俺の運命を決める試合の日へとなり……今俺はこのIS委員会のアリーナのピットへと来ていた。

これからの十数分が……俺の今後を左右するのだ。

 

すなわち……実験動物か、あの場所へと戻れるかの……

 

「……しかしまさかお前が勝負を受けるとはな」

 

そのピットにて……織斑教官がサポート役というか、ピットにて試合の経過を見守る役目を仰せつかったようだった。

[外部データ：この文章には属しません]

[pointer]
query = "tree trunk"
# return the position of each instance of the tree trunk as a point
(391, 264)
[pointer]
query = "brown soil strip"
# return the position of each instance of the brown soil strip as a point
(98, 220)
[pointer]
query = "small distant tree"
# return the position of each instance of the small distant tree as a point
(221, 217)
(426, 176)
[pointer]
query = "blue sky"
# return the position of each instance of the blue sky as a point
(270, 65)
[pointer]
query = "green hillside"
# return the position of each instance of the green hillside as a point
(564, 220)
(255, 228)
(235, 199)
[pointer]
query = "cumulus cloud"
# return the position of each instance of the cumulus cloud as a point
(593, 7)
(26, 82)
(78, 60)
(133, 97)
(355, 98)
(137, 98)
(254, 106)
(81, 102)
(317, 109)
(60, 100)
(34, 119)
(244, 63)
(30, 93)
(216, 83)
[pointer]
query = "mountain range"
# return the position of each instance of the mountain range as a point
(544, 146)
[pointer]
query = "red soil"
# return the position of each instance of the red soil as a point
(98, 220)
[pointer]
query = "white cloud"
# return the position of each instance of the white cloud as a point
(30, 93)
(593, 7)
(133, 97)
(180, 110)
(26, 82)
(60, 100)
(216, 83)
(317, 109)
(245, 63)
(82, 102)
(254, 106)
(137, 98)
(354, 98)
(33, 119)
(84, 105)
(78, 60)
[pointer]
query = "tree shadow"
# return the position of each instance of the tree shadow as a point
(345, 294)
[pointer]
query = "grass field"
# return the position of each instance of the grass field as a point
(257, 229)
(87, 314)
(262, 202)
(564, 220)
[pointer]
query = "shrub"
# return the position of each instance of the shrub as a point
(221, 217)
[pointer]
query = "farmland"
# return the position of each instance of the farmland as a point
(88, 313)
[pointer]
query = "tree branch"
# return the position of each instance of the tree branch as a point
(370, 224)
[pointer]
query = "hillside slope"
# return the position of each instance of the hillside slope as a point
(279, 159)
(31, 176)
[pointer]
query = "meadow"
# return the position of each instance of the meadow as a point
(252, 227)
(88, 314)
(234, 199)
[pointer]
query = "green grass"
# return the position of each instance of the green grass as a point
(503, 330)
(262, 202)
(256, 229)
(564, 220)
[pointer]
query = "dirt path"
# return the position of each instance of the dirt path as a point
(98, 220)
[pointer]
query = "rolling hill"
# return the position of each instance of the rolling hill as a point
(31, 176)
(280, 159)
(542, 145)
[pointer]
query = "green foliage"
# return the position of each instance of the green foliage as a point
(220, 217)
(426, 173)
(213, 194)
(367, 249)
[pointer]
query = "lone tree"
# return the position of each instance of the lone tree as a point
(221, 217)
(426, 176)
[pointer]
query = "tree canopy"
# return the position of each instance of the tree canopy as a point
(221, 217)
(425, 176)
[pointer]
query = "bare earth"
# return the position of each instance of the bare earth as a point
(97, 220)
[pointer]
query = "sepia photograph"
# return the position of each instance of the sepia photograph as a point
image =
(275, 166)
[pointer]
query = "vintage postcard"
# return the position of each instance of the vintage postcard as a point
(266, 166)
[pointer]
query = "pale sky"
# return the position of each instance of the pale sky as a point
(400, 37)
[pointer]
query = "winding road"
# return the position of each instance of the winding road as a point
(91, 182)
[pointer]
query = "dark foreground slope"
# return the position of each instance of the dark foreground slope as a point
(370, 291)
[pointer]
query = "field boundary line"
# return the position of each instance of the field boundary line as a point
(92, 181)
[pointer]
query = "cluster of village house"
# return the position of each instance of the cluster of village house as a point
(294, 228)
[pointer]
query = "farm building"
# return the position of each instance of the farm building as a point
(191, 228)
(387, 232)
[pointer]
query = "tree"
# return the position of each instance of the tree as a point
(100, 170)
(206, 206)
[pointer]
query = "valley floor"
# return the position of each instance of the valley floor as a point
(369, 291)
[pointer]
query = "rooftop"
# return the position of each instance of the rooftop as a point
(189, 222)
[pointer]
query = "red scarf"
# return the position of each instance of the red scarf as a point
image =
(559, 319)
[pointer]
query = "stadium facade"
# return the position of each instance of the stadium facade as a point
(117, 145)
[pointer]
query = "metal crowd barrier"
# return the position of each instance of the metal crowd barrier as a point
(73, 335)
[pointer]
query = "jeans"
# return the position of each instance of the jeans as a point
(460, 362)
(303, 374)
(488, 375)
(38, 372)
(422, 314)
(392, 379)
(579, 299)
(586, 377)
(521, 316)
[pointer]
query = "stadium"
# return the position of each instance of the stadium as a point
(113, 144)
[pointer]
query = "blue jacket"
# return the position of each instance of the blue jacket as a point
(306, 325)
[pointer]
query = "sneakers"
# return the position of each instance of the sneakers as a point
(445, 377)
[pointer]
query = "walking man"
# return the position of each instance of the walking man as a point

サポートというよりも、見守るために立候補してくれたらしい。

それは俺を助けるためということであることは、間違いなかった。

 

「……自分でも驚いています」

 

だがそれは教官の優しさであるが故に、それに対して礼を言ったりはしない。

言葉に出来ないという事もあるが……感謝の念だけは忘れなかった。

左手に装着された守鉄を、俺の鋼鉄の右腕で握りしめてただ静かに瞑目していた。

 

その胸に宿した……想いを握りしめるように……

 

「信念ではなく……勝たねばならない理由が出来ましたが故に……」

「……ほぉ」

 

俺のその言葉に教官は、少なくない驚きの声を上げていた。

俺自身も驚いているのだからしょうがないとは思う。

だが……それでもいくつもの理由がある故に、俺は戦わねばならない。

 

この守鉄で……

 

どういう経緯でこうなったのかは謎だが……こいつは変化ですらも生ぬるいほどの変貌を遂げていた。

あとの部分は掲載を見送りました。